This phrase is sometimes misspelled as 'show your metal'. In fact, that's not really so far wrong. Metal and mettle were originally variations of spelling for the hard, shiny substance we now always spell 'metal'. Yes, I know that not all metals are hard, but the scientific definition of what is or isn't is rather laboured.
The first known use of a variant of 'show your mettle' is found in John Fletcher's Monsieur Thomas, 1619:
"When did he ride abroad since he came over? What Tavern has he us'd to? What things done That shews a man, and mettle?"
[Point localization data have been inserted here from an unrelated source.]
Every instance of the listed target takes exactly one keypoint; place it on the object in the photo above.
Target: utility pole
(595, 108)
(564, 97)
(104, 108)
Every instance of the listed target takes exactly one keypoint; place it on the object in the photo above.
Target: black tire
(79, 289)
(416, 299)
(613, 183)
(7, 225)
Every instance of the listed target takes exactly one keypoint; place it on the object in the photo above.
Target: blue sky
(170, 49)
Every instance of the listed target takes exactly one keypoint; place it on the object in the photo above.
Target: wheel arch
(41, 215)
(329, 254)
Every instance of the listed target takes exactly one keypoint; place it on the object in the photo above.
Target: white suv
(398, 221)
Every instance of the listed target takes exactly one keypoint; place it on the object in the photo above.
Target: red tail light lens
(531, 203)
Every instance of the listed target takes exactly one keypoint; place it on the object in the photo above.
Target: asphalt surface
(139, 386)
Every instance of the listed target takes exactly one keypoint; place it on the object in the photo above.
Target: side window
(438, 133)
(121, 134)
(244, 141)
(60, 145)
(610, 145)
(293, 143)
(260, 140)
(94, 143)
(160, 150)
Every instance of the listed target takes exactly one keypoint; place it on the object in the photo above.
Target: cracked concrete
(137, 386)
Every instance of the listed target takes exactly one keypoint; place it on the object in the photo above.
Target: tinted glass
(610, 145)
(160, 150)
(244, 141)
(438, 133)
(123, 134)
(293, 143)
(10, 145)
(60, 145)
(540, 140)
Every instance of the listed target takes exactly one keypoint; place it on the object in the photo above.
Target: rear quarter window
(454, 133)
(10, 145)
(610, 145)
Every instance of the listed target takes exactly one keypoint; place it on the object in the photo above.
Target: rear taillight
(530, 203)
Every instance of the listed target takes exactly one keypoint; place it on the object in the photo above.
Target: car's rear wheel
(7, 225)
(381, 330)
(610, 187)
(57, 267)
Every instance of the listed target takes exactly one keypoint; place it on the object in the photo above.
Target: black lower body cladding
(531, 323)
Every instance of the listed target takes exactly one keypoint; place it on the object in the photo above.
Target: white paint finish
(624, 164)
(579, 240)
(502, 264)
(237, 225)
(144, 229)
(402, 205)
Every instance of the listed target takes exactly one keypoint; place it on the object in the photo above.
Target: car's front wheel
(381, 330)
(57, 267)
Until the end of the 17th century the two spellings, 'mettle' and 'metal', were virtually interchangable and sometimes both occurred in the same text, as in Daniel Rogers' Naaman the Syrian, his disease and cure, 1642:
"Then she shewes the metall she is made of."
"To try the spirit of men, of what mettle they are made of."
By the turn of the 18th century though the two spellings had begun to diverge. 'Mettle' was usually reserved for 'character, disposition - the stuff we are made of', for example:
The Free-thinker March 1719: "I like the Lady's Wit and Mettle."
'Metal' was more often used as we use it now, for example:
Encyclopedia Brittanica, 1797: "To free the noble metals from the stony matter..."
Of course, there were exceptions and poets looking for a rhyme with kettle could hardly be expected not to be tempted by mettle.